Nous travaillons en groupe, c’est-à-dire à plusieurs thérapeutes (deux au minimum mais parfois beaucoup plus) et avec un médiateur « ethnoclinicien », c’est-à-dire un professionnel qui partage la culture d’origine de la famille, qui parle sa langue et qui connaît parfaitement les attachements du pays, en particulier les pratiques de soin mais pas seulement. En parallèle, le médiateur est généralement diplômé de l’université française et connaît les institutions d’ici et leurs logiques.

Grâce à ce personnage, un processus de traduction peut s’instaurer dans la consultation — traduction de langue à langue, mais aussi de monde à monde! La traduction et l’explicitation des concepts propres aux univers en présence constituent une méthode centrale que nous utilisons dans les consultations d’ethnopsychiatrie. Comment traduire le mot « dépression » en bambara, par exemple ? Et « psychologue » ? Et le mot « djinébana » (littéralement maladie due à un esprit) en français ? L’effort de traduire non seulement les mots, mais les concepts qu’ils véhiculent nous amène à explorer des étiologies alternatives pour expliquer la négativité. Cela ouvre la voie à de nouvelles pistes thérapeutiques.

Nous nous intéressons beaucoup au parcours thérapeutique des personnes que nous recevons, à la manière dont leur cas a été pensé, et traité, par d’autres thérapeutes y compris leurs thérapeutes traditionnels ou religieux (guérisseurs, imams, pasteurs, etc…).

Nous nous efforçons, à travers ce processus, d’introduire le contradictoire au sein du dispositif thérapeutique, c’est-à-dire que nous considérons que les usagers de la psychothérapie doivent pouvoir prendre une part active dans le choix de la théorie à partir de laquelle leur cas va être pensé et soigné. C’est la raison pour laquelle nous ne recevons pas les « patients » seuls mais toujours accompagnées des personnes de leurs choix. Je mets le mot « patient » entre guillemets car pour nous, il s’agit bien plus de partenaires dans une aventure commune — une aventure nécessairement de pensée et de créativité.

Co-thérapeutes

Du côté des thérapeutes, la présence de plusieurs co-thérapeutes permet d’instaurer une discussion du problème à laquelle assistent les « patients » et à laquelle ces derniers sont également invités à participer en tant que partenaires.

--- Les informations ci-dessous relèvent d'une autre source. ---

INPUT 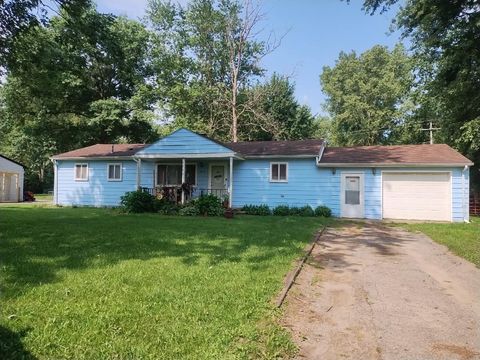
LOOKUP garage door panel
[382,173,452,221]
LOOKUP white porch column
[53,160,58,205]
[182,159,185,204]
[228,156,233,208]
[137,159,142,190]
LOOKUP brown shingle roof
[54,144,147,159]
[320,144,472,165]
[225,140,323,156]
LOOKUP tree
[0,0,91,70]
[148,0,277,141]
[0,4,155,190]
[244,74,314,140]
[320,45,413,145]
[356,0,480,188]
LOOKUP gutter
[315,141,327,166]
[317,162,473,168]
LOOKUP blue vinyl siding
[137,129,233,156]
[233,158,469,221]
[233,158,340,212]
[57,158,469,221]
[57,160,137,206]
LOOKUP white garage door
[382,172,452,221]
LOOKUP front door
[210,165,225,196]
[340,173,364,218]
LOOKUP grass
[0,206,332,359]
[401,217,480,267]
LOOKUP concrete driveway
[284,224,480,360]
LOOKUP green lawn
[401,217,480,267]
[0,206,325,359]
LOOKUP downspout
[462,165,470,223]
[315,141,327,166]
[132,157,142,190]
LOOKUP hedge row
[242,204,332,217]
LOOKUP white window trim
[155,162,198,187]
[268,161,288,183]
[107,162,123,182]
[73,163,90,181]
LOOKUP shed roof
[320,144,473,165]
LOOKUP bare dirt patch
[284,224,480,360]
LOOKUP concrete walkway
[284,224,480,360]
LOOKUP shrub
[120,190,157,213]
[195,194,225,216]
[178,203,199,216]
[242,204,272,216]
[315,205,332,217]
[155,197,178,215]
[299,205,315,216]
[273,205,290,216]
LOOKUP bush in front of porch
[121,190,225,216]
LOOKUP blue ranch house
[52,129,473,221]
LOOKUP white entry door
[210,165,225,190]
[340,173,364,218]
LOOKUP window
[270,163,288,182]
[157,164,197,186]
[75,164,88,181]
[108,164,122,181]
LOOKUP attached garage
[317,144,473,222]
[0,155,24,202]
[382,172,452,221]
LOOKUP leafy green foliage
[242,204,272,216]
[194,194,225,216]
[356,0,480,191]
[315,205,332,217]
[241,73,314,140]
[320,45,413,145]
[0,7,156,191]
[120,190,158,213]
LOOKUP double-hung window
[108,163,122,181]
[270,162,288,182]
[75,164,88,181]
[156,164,197,186]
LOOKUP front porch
[135,157,234,207]
[133,129,243,207]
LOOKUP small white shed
[0,155,24,202]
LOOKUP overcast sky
[97,0,399,113]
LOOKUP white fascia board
[135,153,243,160]
[317,163,473,168]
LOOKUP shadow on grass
[0,208,330,297]
[0,325,37,360]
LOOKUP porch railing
[140,186,228,203]
[199,189,228,199]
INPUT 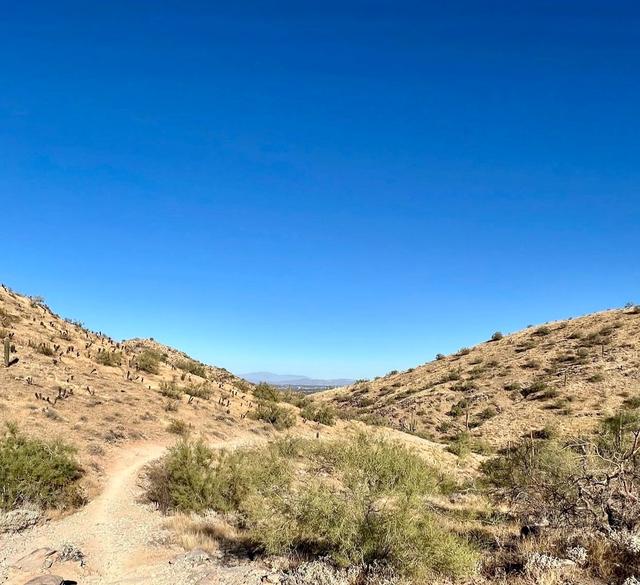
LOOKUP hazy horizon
[0,0,640,378]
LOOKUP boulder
[24,575,64,585]
[12,547,57,573]
[0,508,40,532]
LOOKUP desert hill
[317,306,640,447]
[0,285,456,493]
[0,285,268,492]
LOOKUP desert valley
[0,286,640,585]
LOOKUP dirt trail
[0,437,262,585]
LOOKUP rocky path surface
[0,441,259,585]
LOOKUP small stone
[0,508,40,532]
[24,575,64,585]
[13,547,57,572]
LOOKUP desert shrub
[280,390,311,408]
[300,403,336,426]
[250,400,296,431]
[533,325,551,337]
[136,349,162,374]
[0,425,83,510]
[176,360,207,378]
[478,406,498,421]
[35,342,53,357]
[0,307,20,327]
[147,436,477,580]
[447,431,492,459]
[96,351,122,367]
[522,359,540,370]
[520,380,549,398]
[440,370,461,383]
[447,398,469,418]
[252,382,282,402]
[184,382,211,404]
[483,410,640,534]
[354,413,389,427]
[167,418,190,437]
[158,380,182,400]
[622,396,640,410]
[162,398,180,412]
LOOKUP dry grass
[315,309,640,447]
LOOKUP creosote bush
[249,400,296,431]
[300,403,336,426]
[96,351,122,367]
[252,382,283,402]
[0,424,83,510]
[136,349,162,374]
[176,360,207,378]
[147,435,477,581]
[483,410,640,534]
[159,380,183,400]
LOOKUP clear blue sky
[0,0,640,377]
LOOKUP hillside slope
[317,307,640,447]
[0,285,268,490]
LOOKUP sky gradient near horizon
[0,0,640,378]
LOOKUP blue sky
[0,0,640,377]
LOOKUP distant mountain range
[242,372,354,387]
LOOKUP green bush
[137,349,162,374]
[148,435,477,580]
[96,351,122,367]
[167,419,190,437]
[176,360,207,378]
[252,382,283,402]
[0,425,83,510]
[249,401,296,431]
[533,325,551,337]
[36,342,53,357]
[184,382,211,403]
[300,404,336,426]
[280,390,311,408]
[159,380,183,400]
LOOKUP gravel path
[0,438,270,585]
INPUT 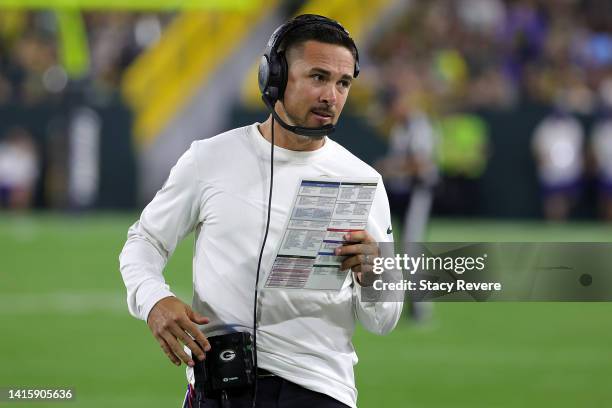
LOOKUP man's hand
[147,296,210,367]
[335,230,380,286]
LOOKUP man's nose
[321,83,337,106]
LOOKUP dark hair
[279,15,358,61]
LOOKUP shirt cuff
[138,281,176,322]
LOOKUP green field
[0,214,612,408]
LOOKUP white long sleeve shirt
[120,123,401,407]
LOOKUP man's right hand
[147,296,210,367]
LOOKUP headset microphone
[261,95,336,137]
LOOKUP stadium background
[0,0,612,407]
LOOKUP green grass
[0,214,612,408]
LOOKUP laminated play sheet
[264,178,377,290]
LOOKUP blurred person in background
[532,95,584,221]
[590,78,612,222]
[375,98,439,321]
[120,15,401,408]
[0,127,39,210]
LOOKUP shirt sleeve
[119,144,201,321]
[353,180,402,334]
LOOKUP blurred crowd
[368,0,612,119]
[366,0,612,223]
[0,10,167,209]
[0,0,612,220]
[0,10,172,106]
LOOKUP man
[120,15,401,408]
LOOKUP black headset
[257,14,359,137]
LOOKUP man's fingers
[351,264,374,273]
[340,255,363,271]
[162,332,194,367]
[185,325,210,354]
[172,327,205,360]
[335,244,378,256]
[156,337,181,366]
[344,230,374,244]
[187,308,210,324]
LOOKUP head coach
[120,14,401,408]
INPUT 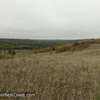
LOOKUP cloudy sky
[0,0,100,39]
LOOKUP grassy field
[0,44,100,100]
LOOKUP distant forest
[0,39,82,50]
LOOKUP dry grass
[0,49,100,100]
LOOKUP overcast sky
[0,0,100,39]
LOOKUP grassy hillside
[0,44,100,100]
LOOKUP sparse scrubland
[0,41,100,100]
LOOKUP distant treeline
[0,39,82,50]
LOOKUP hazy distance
[0,0,100,40]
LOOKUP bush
[8,49,16,55]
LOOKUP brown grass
[0,49,100,100]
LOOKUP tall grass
[0,50,100,100]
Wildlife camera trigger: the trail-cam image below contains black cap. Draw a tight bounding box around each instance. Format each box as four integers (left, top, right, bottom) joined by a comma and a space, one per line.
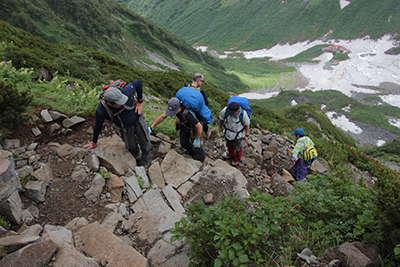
226, 101, 240, 115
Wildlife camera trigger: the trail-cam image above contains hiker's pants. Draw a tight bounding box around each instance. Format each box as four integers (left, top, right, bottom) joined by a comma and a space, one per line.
121, 115, 151, 164
292, 158, 308, 181
179, 125, 206, 162
226, 138, 245, 151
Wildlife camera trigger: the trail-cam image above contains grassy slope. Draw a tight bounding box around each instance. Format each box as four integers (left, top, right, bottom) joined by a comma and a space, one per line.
0, 0, 250, 95
116, 0, 400, 50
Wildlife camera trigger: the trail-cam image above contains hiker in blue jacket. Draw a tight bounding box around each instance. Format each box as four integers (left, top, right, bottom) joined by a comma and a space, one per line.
149, 97, 206, 162
189, 72, 211, 138
292, 128, 314, 181
218, 101, 250, 166
85, 80, 151, 167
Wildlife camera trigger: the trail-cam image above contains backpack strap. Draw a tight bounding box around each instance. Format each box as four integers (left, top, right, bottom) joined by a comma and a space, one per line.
100, 99, 125, 127
224, 109, 246, 140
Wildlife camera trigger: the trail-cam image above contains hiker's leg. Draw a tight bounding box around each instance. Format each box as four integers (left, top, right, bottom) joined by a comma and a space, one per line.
135, 116, 151, 165
226, 139, 235, 158
296, 159, 308, 181
292, 159, 300, 181
121, 125, 140, 159
233, 138, 244, 163
179, 126, 194, 156
194, 146, 206, 162
233, 149, 243, 163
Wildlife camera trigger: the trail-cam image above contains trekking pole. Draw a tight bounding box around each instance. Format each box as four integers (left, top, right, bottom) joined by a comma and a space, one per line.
151, 132, 178, 146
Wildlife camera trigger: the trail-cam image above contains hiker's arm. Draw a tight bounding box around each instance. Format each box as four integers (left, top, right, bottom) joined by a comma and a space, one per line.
244, 125, 250, 142
89, 110, 105, 148
218, 119, 224, 133
135, 102, 143, 114
194, 122, 203, 140
85, 141, 97, 149
150, 112, 167, 129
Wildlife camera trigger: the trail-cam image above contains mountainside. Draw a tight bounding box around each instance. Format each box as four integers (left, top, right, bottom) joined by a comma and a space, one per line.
0, 0, 250, 91
116, 0, 400, 50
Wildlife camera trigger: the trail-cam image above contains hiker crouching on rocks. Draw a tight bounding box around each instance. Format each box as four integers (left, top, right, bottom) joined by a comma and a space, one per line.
149, 97, 206, 162
85, 80, 151, 167
189, 72, 211, 138
218, 101, 250, 166
292, 128, 314, 181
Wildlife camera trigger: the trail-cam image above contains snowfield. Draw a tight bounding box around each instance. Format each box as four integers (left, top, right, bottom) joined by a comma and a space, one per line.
231, 35, 400, 146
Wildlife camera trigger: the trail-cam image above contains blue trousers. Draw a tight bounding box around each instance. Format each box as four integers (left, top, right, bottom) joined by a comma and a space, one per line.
292, 159, 308, 181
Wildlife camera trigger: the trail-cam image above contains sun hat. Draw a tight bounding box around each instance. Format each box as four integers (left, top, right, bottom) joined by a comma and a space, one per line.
292, 128, 304, 136
226, 101, 240, 115
165, 97, 181, 117
104, 87, 128, 106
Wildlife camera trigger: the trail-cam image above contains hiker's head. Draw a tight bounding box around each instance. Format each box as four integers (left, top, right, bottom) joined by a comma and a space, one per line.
292, 128, 304, 137
226, 101, 240, 116
104, 87, 128, 106
192, 73, 204, 86
165, 97, 181, 117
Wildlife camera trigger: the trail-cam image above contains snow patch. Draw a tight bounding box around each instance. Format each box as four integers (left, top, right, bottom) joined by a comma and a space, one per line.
380, 95, 400, 108
388, 118, 400, 128
376, 140, 386, 146
340, 0, 350, 9
326, 111, 362, 134
239, 92, 279, 99
225, 35, 400, 101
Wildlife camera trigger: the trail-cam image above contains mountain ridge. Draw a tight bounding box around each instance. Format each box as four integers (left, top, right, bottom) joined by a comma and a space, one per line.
116, 0, 400, 51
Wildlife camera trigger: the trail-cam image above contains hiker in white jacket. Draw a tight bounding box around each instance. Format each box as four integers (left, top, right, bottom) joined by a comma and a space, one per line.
218, 101, 250, 166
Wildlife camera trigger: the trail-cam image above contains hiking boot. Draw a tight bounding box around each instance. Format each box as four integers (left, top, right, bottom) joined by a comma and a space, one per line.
142, 160, 151, 169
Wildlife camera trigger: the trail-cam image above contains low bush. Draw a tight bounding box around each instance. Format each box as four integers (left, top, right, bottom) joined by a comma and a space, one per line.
0, 62, 32, 127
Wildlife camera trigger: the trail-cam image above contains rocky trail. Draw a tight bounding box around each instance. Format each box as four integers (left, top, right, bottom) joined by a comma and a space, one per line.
0, 110, 382, 266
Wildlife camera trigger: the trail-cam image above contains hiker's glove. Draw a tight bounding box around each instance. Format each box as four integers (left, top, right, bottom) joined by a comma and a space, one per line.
193, 139, 200, 148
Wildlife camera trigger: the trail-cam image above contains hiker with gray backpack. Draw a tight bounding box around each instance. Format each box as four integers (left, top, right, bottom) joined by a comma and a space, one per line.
292, 128, 318, 181
218, 101, 250, 166
85, 80, 151, 170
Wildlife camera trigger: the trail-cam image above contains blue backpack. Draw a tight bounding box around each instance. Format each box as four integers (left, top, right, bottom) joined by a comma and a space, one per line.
227, 96, 251, 123
176, 87, 213, 124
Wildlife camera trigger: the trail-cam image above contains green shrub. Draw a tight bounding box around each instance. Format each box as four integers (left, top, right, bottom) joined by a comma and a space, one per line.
0, 216, 11, 230
53, 46, 105, 84
171, 192, 283, 267
0, 62, 32, 127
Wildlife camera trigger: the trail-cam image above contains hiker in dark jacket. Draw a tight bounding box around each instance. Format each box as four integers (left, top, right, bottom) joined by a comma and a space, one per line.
85, 80, 151, 167
189, 72, 211, 138
218, 101, 250, 166
149, 97, 206, 162
292, 128, 314, 181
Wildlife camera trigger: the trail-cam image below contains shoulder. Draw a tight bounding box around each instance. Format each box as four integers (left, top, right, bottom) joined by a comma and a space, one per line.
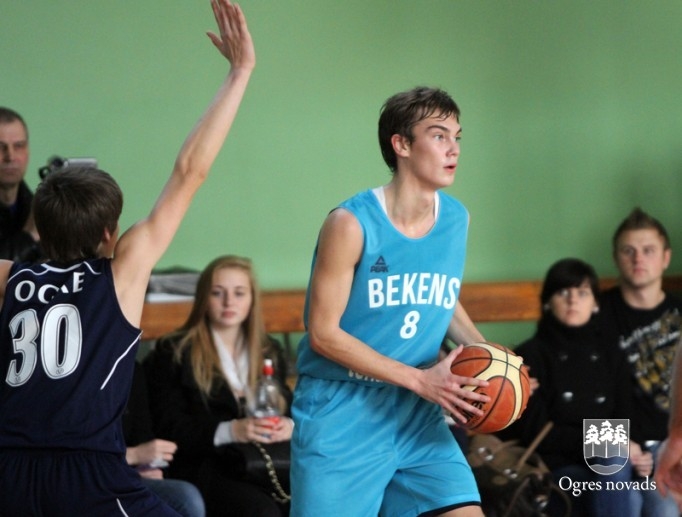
320, 207, 363, 252
664, 292, 682, 311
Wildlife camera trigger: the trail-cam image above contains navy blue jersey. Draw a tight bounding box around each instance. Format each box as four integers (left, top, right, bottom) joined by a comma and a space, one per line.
0, 259, 141, 453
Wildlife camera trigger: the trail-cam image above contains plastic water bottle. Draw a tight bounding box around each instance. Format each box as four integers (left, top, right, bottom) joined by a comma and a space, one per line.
251, 359, 283, 423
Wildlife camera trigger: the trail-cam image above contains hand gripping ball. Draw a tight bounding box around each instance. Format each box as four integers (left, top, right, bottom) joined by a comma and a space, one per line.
450, 343, 530, 433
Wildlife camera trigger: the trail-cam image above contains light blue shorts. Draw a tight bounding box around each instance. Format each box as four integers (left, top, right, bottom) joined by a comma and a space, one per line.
291, 376, 480, 517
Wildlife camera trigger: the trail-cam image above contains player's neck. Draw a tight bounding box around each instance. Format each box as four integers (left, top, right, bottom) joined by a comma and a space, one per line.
620, 280, 665, 310
384, 179, 436, 238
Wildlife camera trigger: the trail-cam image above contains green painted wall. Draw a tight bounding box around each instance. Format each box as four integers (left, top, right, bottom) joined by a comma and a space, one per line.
0, 0, 682, 343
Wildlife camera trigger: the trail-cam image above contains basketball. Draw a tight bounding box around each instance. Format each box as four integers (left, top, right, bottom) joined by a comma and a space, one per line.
450, 343, 530, 433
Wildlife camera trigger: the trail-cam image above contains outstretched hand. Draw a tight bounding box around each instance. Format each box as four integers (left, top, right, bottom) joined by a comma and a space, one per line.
207, 0, 256, 70
418, 345, 490, 423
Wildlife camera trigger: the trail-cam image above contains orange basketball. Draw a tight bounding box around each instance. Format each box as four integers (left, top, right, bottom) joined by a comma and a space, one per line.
450, 343, 530, 433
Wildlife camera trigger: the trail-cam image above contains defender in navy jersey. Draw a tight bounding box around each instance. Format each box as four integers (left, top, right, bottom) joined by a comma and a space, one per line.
291, 88, 486, 516
0, 0, 255, 517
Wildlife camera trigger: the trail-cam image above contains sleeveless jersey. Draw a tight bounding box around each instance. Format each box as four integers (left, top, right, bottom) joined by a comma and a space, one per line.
0, 259, 141, 453
297, 190, 469, 385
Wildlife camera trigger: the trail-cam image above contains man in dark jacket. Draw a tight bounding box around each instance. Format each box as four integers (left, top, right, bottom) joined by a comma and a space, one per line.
0, 107, 42, 262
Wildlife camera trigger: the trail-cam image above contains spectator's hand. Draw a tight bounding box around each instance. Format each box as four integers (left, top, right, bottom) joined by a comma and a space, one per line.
654, 436, 682, 511
207, 0, 256, 70
414, 345, 490, 423
232, 417, 294, 443
257, 416, 294, 443
126, 439, 178, 466
630, 440, 654, 477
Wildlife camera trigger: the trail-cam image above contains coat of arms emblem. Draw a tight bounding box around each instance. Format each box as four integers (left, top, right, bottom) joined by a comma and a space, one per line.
583, 418, 630, 476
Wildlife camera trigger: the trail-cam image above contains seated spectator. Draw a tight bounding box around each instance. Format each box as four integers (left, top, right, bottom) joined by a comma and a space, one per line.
144, 256, 293, 517
499, 258, 630, 517
0, 106, 43, 262
123, 363, 206, 517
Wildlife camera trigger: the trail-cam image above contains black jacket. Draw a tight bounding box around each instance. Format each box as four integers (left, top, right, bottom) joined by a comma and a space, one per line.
499, 313, 634, 469
143, 334, 292, 482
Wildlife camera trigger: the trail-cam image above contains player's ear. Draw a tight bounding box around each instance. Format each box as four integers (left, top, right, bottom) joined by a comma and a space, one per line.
391, 134, 410, 158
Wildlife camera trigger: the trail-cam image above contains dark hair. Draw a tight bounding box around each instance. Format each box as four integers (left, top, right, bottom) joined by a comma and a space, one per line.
33, 167, 123, 262
0, 106, 28, 138
379, 86, 460, 172
540, 258, 599, 305
612, 207, 670, 253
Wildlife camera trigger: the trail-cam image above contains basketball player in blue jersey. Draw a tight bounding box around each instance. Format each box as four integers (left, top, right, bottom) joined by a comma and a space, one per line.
291, 88, 487, 517
0, 0, 255, 517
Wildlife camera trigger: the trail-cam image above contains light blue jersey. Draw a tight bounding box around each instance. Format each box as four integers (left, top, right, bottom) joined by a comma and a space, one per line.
297, 190, 469, 384
291, 190, 480, 517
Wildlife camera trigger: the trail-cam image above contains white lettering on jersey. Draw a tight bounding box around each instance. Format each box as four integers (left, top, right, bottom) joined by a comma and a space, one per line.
367, 273, 461, 309
14, 272, 85, 303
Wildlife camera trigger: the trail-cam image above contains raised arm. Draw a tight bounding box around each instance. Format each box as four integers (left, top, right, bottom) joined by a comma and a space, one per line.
113, 0, 256, 324
448, 302, 485, 345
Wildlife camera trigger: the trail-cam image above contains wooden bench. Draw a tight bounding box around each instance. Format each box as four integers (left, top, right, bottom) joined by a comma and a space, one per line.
141, 275, 682, 340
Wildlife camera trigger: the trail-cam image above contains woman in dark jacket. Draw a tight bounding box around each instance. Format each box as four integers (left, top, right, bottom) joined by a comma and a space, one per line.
500, 258, 630, 517
144, 256, 293, 517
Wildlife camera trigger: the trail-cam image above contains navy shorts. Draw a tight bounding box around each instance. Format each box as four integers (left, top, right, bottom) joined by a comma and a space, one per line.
0, 449, 178, 517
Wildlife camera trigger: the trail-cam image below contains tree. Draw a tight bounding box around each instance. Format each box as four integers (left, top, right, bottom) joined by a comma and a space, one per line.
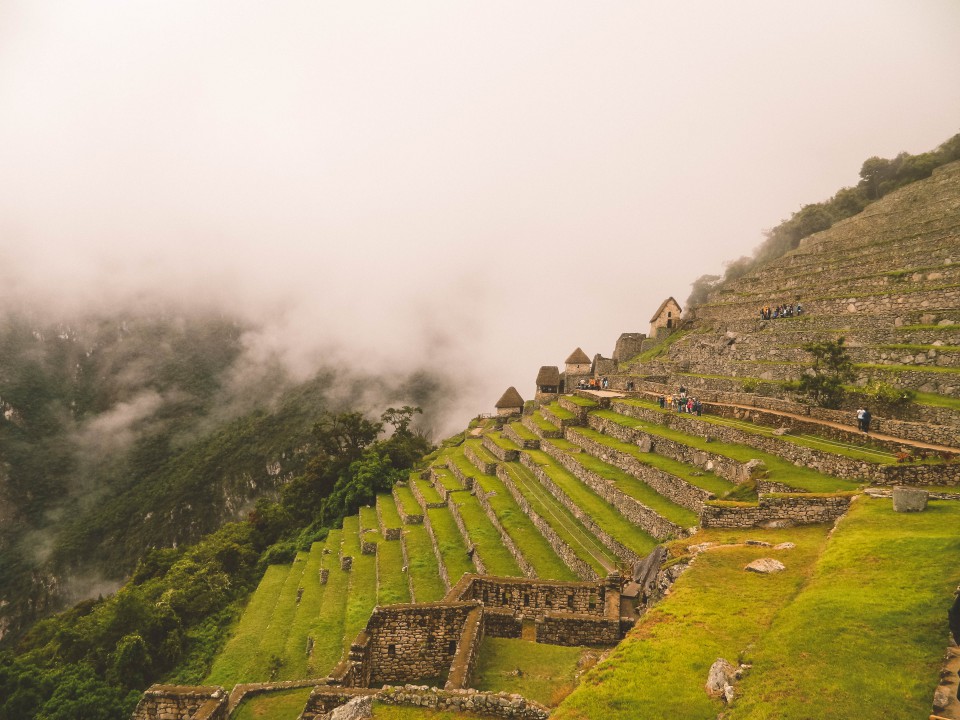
797, 337, 855, 408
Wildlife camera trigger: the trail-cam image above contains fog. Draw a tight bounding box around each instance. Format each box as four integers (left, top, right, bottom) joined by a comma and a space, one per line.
0, 0, 960, 429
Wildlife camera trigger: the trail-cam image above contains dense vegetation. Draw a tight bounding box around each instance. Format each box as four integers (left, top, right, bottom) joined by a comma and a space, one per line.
687, 134, 960, 307
0, 406, 430, 720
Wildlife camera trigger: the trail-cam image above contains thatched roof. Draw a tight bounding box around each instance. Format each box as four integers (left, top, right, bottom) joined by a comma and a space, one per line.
650, 297, 683, 322
494, 385, 523, 410
537, 365, 560, 386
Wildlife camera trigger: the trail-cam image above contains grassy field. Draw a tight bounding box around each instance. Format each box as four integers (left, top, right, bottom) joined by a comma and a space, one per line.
471, 637, 585, 707
728, 498, 960, 720
525, 450, 657, 557
403, 525, 447, 602
478, 475, 579, 580
230, 688, 313, 720
549, 436, 699, 528
451, 493, 523, 576
596, 410, 858, 492
426, 508, 477, 584
552, 526, 836, 720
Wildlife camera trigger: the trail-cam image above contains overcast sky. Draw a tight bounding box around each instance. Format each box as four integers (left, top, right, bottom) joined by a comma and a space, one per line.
0, 0, 960, 434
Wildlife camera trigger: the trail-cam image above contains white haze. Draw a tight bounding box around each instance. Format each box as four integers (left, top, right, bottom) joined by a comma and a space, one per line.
0, 0, 960, 428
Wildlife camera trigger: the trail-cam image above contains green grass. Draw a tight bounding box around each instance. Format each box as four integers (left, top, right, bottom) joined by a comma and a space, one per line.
377, 493, 403, 529
426, 508, 476, 584
503, 462, 618, 576
304, 530, 350, 677
394, 484, 423, 515
413, 480, 443, 503
727, 498, 960, 720
551, 525, 836, 720
377, 542, 410, 605
230, 687, 313, 720
596, 410, 858, 492
551, 436, 699, 528
487, 431, 520, 450
451, 493, 523, 576
571, 427, 736, 497
472, 637, 584, 707
510, 422, 539, 441
478, 475, 580, 581
403, 525, 447, 602
343, 515, 377, 651
526, 450, 658, 557
204, 565, 290, 687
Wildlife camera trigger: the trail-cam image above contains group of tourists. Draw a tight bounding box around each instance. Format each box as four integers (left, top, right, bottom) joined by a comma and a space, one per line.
577, 378, 610, 390
857, 407, 873, 433
657, 385, 703, 415
760, 303, 803, 320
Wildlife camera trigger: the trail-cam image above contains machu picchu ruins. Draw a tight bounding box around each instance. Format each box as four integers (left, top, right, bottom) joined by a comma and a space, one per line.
134, 162, 960, 720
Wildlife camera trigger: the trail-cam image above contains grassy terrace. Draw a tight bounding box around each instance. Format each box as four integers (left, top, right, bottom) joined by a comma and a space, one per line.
343, 515, 377, 651
595, 410, 857, 492
377, 493, 403, 528
478, 475, 579, 580
433, 465, 463, 490
464, 438, 500, 466
621, 400, 897, 465
526, 450, 658, 557
243, 553, 307, 682
204, 565, 290, 687
510, 422, 539, 440
426, 508, 476, 584
487, 430, 520, 450
571, 427, 736, 498
547, 401, 576, 420
550, 436, 701, 528
394, 484, 423, 515
451, 493, 523, 576
728, 498, 960, 720
551, 525, 832, 720
448, 445, 480, 478
279, 542, 328, 680
503, 462, 617, 576
413, 479, 443, 503
530, 411, 560, 432
304, 530, 350, 677
403, 525, 447, 602
360, 505, 380, 532
377, 542, 410, 605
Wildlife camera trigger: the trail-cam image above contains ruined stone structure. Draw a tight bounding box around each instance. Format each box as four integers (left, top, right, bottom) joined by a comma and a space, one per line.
496, 385, 523, 417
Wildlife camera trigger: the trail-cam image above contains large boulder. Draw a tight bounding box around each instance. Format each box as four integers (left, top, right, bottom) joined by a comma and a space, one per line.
893, 486, 929, 512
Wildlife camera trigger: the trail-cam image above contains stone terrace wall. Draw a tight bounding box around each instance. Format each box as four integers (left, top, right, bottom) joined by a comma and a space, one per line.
496, 465, 598, 587
482, 435, 523, 462
445, 575, 608, 620
131, 685, 227, 720
520, 453, 643, 565
700, 493, 854, 528
543, 443, 684, 540
567, 431, 716, 512
474, 480, 537, 577
443, 607, 484, 690
365, 602, 482, 685
590, 415, 749, 483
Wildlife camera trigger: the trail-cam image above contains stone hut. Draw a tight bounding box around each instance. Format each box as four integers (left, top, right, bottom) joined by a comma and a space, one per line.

La présence du médiateur ou d’un autre représentant du (ou des) groupe(s) d’appartenance du « patient » est aussi indispensable pour garantir que l’expertise de celui-ci pourra se déployer au sein de la consultation.

Car notre souci principal, en ethnopsychiatrie, c’est de créer les conditions techniques qui nous contraignent, en tant que thérapeutes, à nous mettre en position d’apprentissage vis-à-vis des personnes qui viennent nous consulter. De façon à ne jamais les envisager comme les simples destinataires d’une thérapeutique élaborée en dehors d’eux par des experts. Dans une société multiple comme la nôtre, c’est à la fois la condition de l’efficacité thérapeutique mais aussi la garantie que la liberté de choix des usagers en matière de soin psychique reste entière.